25.8.2 Health Checks

class HealthChecker:
    async def check_health(self):
        checks = {
            'gpu_memory': self.check_gpu_memory(),
            'model_loaded': self.check_model_loaded(),
            'latency': await self.check_latency(),
            'queue_depth': self.check_queue_depth(),
        }

        healthy = all(checks.values())
        return {'healthy': healthy, 'checks': checks}

    def check_gpu_memory(self):
        used = torch.cuda.memory_allocated()
        total = torch.cuda.get_device_properties(0).total_memory
        return used / total < 0.95  # Alert at 95%

    async def check_latency(self):
        start = time.time()
        _ = await self.model.generate("test", max_tokens=1)
        latency = time.time() - start
        return latency < 0.5  # Health check should be < 500ms

25.9 Cost Optimization

25.9.1 Token Budgeting

class TokenBudget:
    def __init__(self, daily_budget_tokens):
        self.daily_budget = daily_budget_tokens
        self.used_today = 0
        self.reset_time = self.next_midnight()
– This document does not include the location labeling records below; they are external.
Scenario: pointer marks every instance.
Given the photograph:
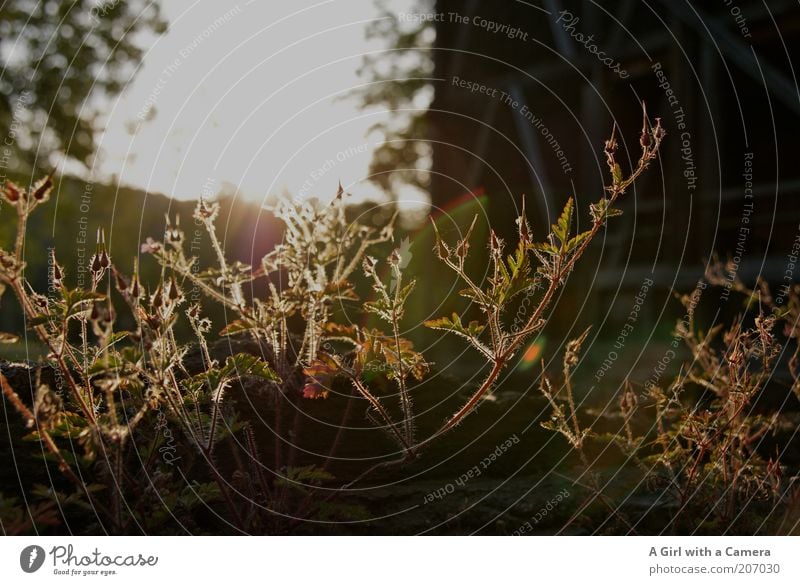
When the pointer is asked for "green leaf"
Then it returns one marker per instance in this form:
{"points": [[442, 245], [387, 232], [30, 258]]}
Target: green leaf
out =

    def can_serve(self, estimated_tokens):
        if time.time() > self.reset_time:
            self.used_today = 0
            self.reset_time = self.next_midnight()

        return self.used_today + estimated_tokens <= self.daily_budget

    def record_usage(self, tokens):
        self.used_today += tokens

    def estimate_request_cost(self, input_len, max_output):
        # Pricing model
        input_cost = input_len * 0.00001  # $0.01 per 1K input
        output_cost = max_output * 0.00003  # $0.03 per 1K output
        return input_cost + output_cost

25.9.2 Model Selection

Route to cheaper models when possible:

class ModelRouter:
    def __init__(self):
        self.models = {
            'small': {'model': 'llama-7b', 'cost': 0.001},
            'medium': {'model': 'llama-13b', 'cost': 0.003},
            'large': {'model': 'llama-70b', 'cost': 0.01},
        }

    def select_model(self, request):
        """Select cheapest model that can handle request."""
        complexity = self.estimate_complexity(request)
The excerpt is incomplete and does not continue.